The best way to prevent this is by modification of the access by buccal extension. This is done by again extending the principles of “Triangle1 and 2” by removing the cusp tip of the mesiobuccal cusp. In some cases where CL V buccal restorations have been placed, the orifice may be even further down the root than anticipated. In that case a “slot” is actually cut in the MB cusp that allows for straight line placement of the file into the orifice. You will notice immediately that the “first curve” that you negotiate is no longer high up in the area of the orifice,it is further down the canal. This allows you instrument to negotiate the two turns that are required to reach the terminus, the lingual curve and the M-D curve ( depending on the root curvature).
Example Case 4 – MB1 canals of Maxillary Molars
Good direct visibility is paramount. This may include removal of the ENTIRE MB cusp in molars. The Buccal canals are often tucked far to the buccal and you will NEVER see them if you don’t do this. They also often have multiple curves ( bucco-lingual and Mesio distal) You’ll never negotiate those unless you get as straight line access to the orifice as you can. I sometimes even use a “slot” type access that moves the opening very far buccally. Cameras or scopes won’t help you if this is not done correctly. (2) The creation of a “Glide Path” is essential to smooth shaping. You really should be able to place instruments into the canals WITHOUT LOOKING. If you are constantly picking up your mirror to get an instrument into the canal, you are wasting time and causing much unnecessary stress. The problem in that case is that the access is gouged or ledged and the instruments to not naturally glide down the prepared access walls right into the canal. i.e./ place the instrument “somewhere” in the MB of the orifice, and it goes directly down the canal. Same for DB, palatal etc. This may seem like an obvious concept but the access cavity is much like a crown prep in that it has to be refined and contoured properly to be effective.

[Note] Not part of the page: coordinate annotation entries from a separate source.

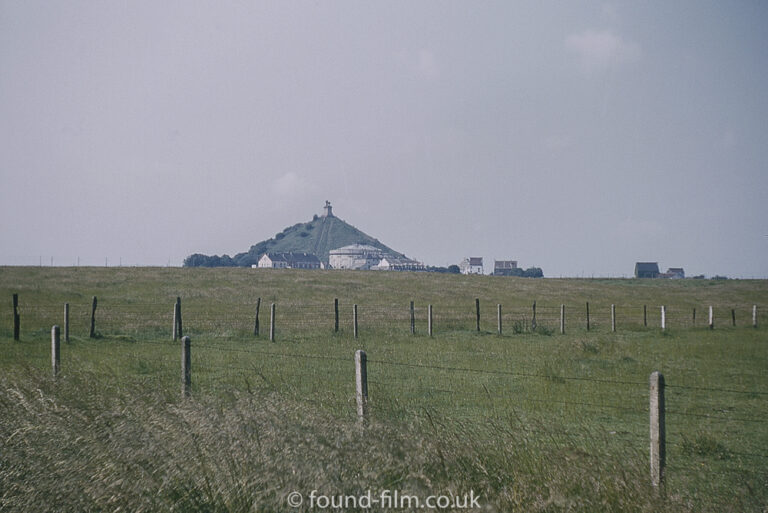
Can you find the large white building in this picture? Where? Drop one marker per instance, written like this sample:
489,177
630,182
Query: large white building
288,261
355,256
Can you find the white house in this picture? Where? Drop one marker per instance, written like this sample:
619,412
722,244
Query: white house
288,261
355,256
390,263
471,265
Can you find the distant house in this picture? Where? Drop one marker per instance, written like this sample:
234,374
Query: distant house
288,261
504,267
390,263
674,273
471,265
647,270
355,256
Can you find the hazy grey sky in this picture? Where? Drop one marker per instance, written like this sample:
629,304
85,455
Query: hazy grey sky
579,137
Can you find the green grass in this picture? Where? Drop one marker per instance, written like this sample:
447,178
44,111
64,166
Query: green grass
532,421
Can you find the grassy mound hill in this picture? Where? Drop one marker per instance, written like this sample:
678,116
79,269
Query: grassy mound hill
318,236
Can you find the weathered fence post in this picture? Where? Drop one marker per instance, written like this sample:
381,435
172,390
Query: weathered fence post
92,333
658,431
178,319
176,315
336,315
361,384
186,366
272,322
587,315
354,320
55,350
66,322
256,322
477,313
562,319
413,320
16,317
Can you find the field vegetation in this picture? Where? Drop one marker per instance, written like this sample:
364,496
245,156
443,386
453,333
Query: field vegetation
529,420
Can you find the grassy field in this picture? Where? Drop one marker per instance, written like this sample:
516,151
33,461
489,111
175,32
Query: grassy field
529,420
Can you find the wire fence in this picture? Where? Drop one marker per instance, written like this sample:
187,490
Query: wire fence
718,428
295,319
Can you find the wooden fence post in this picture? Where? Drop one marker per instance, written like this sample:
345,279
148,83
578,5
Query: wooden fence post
413,319
186,366
66,322
16,317
354,320
272,322
658,431
256,322
562,319
361,384
477,313
55,350
92,333
587,315
336,315
176,320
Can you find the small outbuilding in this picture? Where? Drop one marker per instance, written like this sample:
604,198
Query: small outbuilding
504,267
646,270
471,265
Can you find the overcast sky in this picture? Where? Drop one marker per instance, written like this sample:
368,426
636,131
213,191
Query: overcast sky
578,137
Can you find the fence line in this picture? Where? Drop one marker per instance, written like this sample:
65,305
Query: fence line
657,409
298,317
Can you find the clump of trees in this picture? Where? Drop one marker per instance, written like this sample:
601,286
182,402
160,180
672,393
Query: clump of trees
531,272
200,260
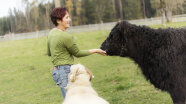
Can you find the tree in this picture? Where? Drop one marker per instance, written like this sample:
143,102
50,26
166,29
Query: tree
57,3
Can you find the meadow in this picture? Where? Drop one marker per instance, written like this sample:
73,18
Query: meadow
25,73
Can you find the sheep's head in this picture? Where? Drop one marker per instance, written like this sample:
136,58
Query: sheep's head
115,44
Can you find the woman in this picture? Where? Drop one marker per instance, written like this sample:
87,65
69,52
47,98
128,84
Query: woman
62,48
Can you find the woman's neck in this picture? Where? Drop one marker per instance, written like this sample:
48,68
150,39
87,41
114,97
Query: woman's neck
61,28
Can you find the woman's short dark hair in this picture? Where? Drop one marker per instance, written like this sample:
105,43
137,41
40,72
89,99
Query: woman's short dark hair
58,14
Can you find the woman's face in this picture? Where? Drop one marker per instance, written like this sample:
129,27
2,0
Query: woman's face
65,21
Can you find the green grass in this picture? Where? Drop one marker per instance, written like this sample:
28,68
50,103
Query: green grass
25,74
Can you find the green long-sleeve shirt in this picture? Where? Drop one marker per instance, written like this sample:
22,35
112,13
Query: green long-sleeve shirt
61,46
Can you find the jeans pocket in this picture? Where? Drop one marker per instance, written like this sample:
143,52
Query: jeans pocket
67,69
56,77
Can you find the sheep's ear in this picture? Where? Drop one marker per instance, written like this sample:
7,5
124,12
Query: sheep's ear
73,75
90,74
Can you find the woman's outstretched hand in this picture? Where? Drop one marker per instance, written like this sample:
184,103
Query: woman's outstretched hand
99,51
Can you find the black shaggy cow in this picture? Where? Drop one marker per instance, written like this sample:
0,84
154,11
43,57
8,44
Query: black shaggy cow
160,53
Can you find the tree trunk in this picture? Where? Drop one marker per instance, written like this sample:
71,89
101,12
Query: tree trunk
121,10
114,7
169,16
57,3
144,11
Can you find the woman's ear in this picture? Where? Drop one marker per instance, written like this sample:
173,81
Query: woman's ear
59,21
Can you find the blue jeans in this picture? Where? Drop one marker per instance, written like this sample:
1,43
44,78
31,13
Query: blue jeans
60,76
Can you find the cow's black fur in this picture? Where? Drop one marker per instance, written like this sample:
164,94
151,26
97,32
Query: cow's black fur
160,53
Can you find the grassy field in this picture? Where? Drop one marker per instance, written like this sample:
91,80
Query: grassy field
25,74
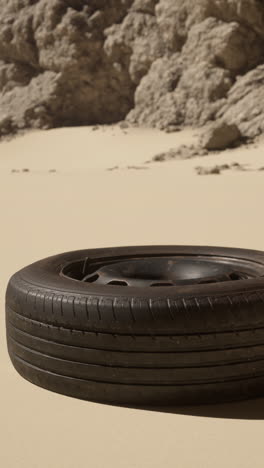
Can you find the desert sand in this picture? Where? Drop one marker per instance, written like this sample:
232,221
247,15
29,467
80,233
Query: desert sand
83,205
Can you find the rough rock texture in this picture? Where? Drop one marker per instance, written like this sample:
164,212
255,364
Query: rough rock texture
164,63
221,136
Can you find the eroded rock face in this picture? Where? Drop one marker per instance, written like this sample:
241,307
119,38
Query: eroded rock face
163,63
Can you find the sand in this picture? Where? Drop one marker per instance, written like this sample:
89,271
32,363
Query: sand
82,205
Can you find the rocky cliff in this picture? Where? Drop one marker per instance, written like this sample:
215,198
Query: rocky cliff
162,63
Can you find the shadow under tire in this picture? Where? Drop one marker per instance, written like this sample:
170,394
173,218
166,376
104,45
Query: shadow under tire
149,325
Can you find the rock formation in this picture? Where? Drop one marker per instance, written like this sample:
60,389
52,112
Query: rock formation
162,63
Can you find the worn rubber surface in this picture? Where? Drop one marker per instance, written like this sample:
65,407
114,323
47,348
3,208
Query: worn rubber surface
189,344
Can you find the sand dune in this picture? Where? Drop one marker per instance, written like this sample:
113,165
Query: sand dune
82,205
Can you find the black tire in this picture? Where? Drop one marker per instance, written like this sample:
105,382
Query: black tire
183,344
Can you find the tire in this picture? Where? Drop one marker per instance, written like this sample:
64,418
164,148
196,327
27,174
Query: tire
199,340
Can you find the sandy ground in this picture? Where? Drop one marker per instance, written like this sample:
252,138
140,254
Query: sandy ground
83,205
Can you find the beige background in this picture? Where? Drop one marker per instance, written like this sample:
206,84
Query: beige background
84,206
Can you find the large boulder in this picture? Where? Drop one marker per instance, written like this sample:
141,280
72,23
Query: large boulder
160,63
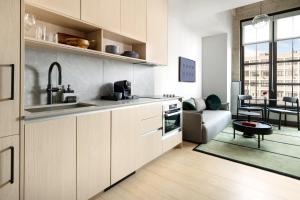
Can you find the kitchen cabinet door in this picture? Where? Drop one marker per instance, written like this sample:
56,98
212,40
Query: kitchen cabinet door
157,31
134,19
149,147
93,154
9,160
104,13
149,133
123,143
67,7
50,159
9,67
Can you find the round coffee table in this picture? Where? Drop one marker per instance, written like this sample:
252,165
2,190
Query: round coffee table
260,129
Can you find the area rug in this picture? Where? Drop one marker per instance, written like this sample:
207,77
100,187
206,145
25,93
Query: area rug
279,152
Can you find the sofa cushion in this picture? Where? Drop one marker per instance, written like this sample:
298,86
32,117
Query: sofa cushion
213,102
214,122
189,104
200,104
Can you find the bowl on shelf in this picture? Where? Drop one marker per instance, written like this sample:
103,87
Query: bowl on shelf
77,42
131,54
112,49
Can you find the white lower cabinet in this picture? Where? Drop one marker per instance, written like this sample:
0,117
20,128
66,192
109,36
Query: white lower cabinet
150,147
123,143
77,157
50,159
93,154
9,168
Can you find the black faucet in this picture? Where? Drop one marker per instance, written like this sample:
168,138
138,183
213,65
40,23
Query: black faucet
51,89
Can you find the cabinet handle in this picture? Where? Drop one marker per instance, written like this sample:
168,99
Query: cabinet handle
12,95
12,164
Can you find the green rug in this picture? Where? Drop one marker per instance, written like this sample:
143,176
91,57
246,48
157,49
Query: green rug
279,152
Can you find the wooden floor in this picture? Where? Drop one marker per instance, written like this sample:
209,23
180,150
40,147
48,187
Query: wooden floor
183,174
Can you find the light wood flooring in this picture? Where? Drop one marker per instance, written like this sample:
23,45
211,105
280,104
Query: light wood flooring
183,174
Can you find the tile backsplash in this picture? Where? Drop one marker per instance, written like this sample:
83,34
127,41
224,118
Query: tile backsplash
88,76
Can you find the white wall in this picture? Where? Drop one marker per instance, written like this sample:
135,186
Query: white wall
182,42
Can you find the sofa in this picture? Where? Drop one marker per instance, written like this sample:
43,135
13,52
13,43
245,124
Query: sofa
201,125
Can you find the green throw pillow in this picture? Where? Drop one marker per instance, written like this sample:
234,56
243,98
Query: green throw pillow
189,105
213,102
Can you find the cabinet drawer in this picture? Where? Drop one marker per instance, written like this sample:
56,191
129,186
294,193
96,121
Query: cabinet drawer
9,160
150,147
151,124
150,111
171,140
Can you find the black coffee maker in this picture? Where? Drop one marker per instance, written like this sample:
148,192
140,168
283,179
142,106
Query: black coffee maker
123,87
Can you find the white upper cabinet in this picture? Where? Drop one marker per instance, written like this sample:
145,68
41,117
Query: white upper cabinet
157,31
104,13
67,7
134,19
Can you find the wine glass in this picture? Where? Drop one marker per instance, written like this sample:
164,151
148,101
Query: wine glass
29,21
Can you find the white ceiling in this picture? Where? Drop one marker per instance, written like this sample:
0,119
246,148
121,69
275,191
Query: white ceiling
199,14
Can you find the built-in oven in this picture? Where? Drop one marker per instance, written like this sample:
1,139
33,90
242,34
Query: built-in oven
172,120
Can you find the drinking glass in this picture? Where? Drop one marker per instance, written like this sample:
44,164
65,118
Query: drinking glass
41,32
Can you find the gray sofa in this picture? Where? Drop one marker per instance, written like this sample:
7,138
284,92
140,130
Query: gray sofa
202,125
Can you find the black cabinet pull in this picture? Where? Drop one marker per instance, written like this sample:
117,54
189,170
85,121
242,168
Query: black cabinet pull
12,164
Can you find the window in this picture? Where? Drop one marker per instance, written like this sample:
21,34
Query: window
256,59
270,57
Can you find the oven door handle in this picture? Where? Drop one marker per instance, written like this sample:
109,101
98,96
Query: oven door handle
172,114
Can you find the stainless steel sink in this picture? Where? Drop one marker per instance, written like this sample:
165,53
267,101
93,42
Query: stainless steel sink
58,107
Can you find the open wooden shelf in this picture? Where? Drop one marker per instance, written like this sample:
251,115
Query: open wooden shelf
31,42
58,22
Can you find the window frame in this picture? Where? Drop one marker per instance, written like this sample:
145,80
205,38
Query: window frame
272,93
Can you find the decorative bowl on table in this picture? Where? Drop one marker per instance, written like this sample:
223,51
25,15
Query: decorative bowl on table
251,124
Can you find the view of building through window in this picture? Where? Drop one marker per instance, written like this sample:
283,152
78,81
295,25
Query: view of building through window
259,61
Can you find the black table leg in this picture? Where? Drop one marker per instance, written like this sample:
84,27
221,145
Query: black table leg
265,109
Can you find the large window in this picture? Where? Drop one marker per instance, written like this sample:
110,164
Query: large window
270,57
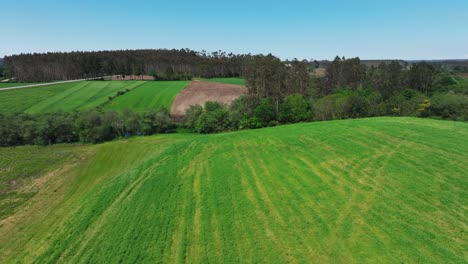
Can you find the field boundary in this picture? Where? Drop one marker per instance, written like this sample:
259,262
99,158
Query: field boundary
52,83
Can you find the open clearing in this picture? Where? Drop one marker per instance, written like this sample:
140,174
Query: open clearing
199,92
7,84
366,190
90,94
149,95
232,80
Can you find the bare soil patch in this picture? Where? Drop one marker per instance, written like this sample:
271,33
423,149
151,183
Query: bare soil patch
200,92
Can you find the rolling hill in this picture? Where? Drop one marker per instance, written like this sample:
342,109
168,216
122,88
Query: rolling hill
365,190
85,95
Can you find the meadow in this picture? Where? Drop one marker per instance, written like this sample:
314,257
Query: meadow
13,84
364,190
90,94
149,95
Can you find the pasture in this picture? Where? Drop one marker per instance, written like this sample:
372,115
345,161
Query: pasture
12,84
149,95
365,190
86,95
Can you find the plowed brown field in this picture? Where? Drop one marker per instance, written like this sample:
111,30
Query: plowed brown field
199,92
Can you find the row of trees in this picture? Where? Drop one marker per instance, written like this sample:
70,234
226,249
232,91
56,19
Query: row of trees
280,93
88,127
75,65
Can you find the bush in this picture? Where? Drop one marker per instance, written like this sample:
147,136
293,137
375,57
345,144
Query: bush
265,112
450,105
295,109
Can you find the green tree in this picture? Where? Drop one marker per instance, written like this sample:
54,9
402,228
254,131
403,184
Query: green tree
265,112
295,108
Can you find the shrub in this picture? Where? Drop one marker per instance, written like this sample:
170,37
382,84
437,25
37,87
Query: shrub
265,112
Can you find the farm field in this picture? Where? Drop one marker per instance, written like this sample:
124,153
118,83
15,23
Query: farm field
149,95
7,84
364,190
89,94
238,81
199,92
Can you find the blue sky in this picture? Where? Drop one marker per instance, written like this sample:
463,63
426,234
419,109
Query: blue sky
411,29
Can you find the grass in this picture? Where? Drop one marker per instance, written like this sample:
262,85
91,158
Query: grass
238,81
90,94
7,84
149,95
366,190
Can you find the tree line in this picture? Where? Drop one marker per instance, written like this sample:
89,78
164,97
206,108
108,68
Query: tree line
278,93
282,93
93,126
163,63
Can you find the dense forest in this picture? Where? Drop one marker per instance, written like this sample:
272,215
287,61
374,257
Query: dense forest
279,92
76,65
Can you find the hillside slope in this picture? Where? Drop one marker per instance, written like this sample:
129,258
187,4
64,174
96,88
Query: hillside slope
367,190
86,95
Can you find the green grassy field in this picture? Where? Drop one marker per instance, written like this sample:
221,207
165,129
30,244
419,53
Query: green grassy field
149,95
5,85
238,81
391,190
89,94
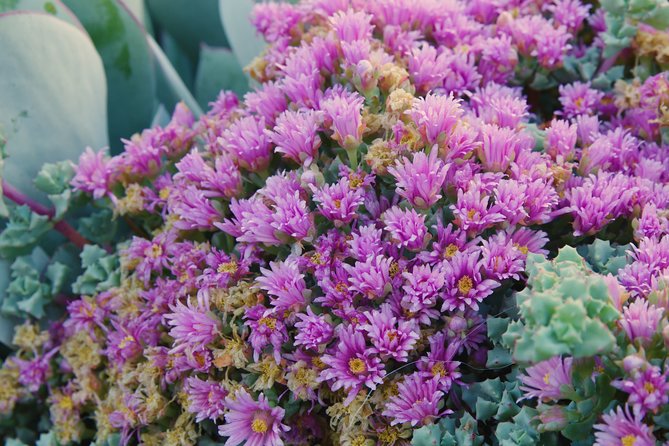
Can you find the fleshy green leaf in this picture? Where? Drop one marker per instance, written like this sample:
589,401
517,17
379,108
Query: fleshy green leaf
53,91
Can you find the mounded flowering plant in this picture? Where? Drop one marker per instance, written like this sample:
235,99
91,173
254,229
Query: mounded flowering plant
432,222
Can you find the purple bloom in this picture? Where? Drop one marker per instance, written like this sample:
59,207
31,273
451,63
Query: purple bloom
252,422
246,142
423,286
293,217
648,389
296,135
545,379
366,242
622,427
465,287
436,117
312,330
34,372
417,401
353,366
390,337
93,174
285,284
193,324
205,398
640,320
370,278
420,180
407,228
343,115
338,202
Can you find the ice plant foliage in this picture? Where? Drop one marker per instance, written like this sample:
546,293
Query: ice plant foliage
391,237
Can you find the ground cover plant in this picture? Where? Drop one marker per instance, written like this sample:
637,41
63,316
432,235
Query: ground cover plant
430,223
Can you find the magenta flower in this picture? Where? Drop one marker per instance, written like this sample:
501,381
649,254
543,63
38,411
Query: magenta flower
296,135
293,217
370,278
423,287
545,379
622,427
465,288
285,284
205,398
343,115
500,146
648,389
93,173
246,142
407,228
252,422
312,330
353,365
420,180
640,320
366,242
338,202
417,402
390,336
193,324
436,117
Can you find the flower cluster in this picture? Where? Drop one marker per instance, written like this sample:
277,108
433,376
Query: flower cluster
316,262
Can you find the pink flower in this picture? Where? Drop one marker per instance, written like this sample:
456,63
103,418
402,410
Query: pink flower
93,173
352,366
420,180
417,401
252,422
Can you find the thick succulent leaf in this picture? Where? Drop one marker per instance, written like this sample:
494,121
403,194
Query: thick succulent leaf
218,70
53,91
244,41
121,41
171,88
53,7
190,23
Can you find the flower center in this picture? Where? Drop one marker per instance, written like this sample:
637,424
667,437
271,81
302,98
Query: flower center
628,440
259,426
358,441
450,250
389,436
268,322
465,284
438,369
649,387
154,251
357,366
227,267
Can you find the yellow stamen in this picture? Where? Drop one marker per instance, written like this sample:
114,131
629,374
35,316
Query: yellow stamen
465,284
227,267
259,426
357,366
547,378
268,322
628,440
451,250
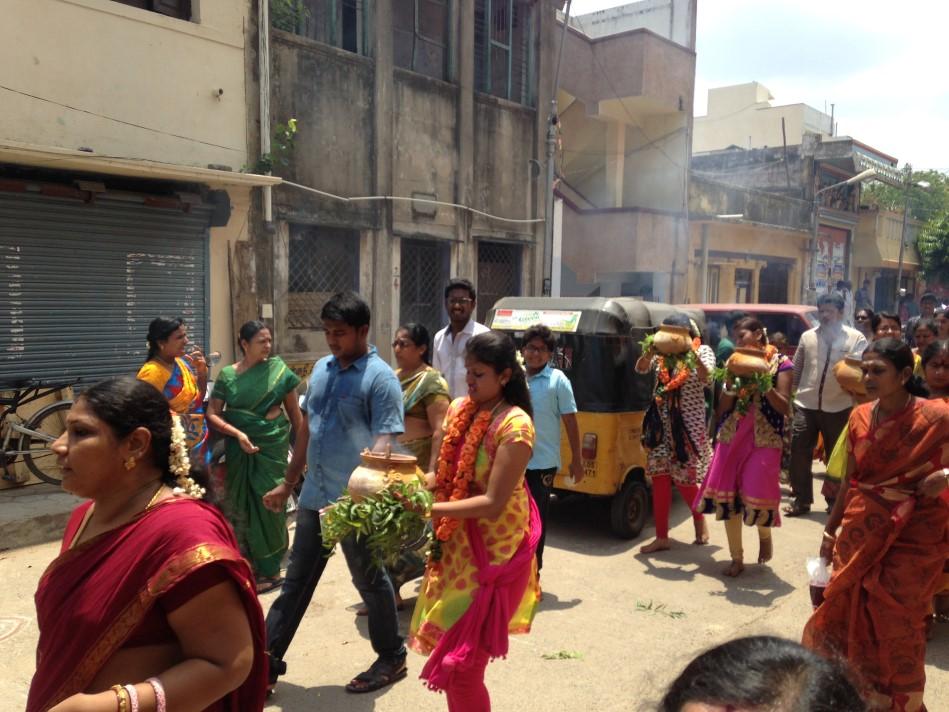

Example Case – MB2 canals of Maxillary Molars
The MB2 of maxillary molars is most often very small. Recent studies have shown that at least 90 % of first molars have these canals. Fortunately, many of them are joined to MB1. In those cases it may be possible to just treat MB1 without even knowing about MB2 because sealing the common formen is often enough. But do we want to take that chance in a necrotic molar ?
Location of MB2 is a whole topic in itself and I will address that in another area of the web site. Having found MB2, it is important to get direct line access in this canal because of the minimal diameter of the canal and the tendency for their to be a “proximal lip” that covers the canal from the mesial aspect. If this mesial “lip” is not removed, the file will be deflected distal upon initial insertion. Just like the other canals mentioned above, this initial bend will make it difficult to negotiate the file as it moves buccally to join MB1 and then distally as the root curves. Creation of a proper Glidepath for this canal also solves the problem of repeated inadvertent entrance to MB1 when what you to do is insert the instrument into MB2.
Exceptional or Unusual Anatomy
In the case of bayonet or dilacerated canals, there may be another curve that can be very challenging even with adherence to the above principles. I believe that these cases should be radiographically anticipated before treatment and referred before the clinician ledges the case or breaks an instrument. cbCT imaging has been extremely helpful in determining and assessing anatomy previously impossible to image with 2D conventional radiography.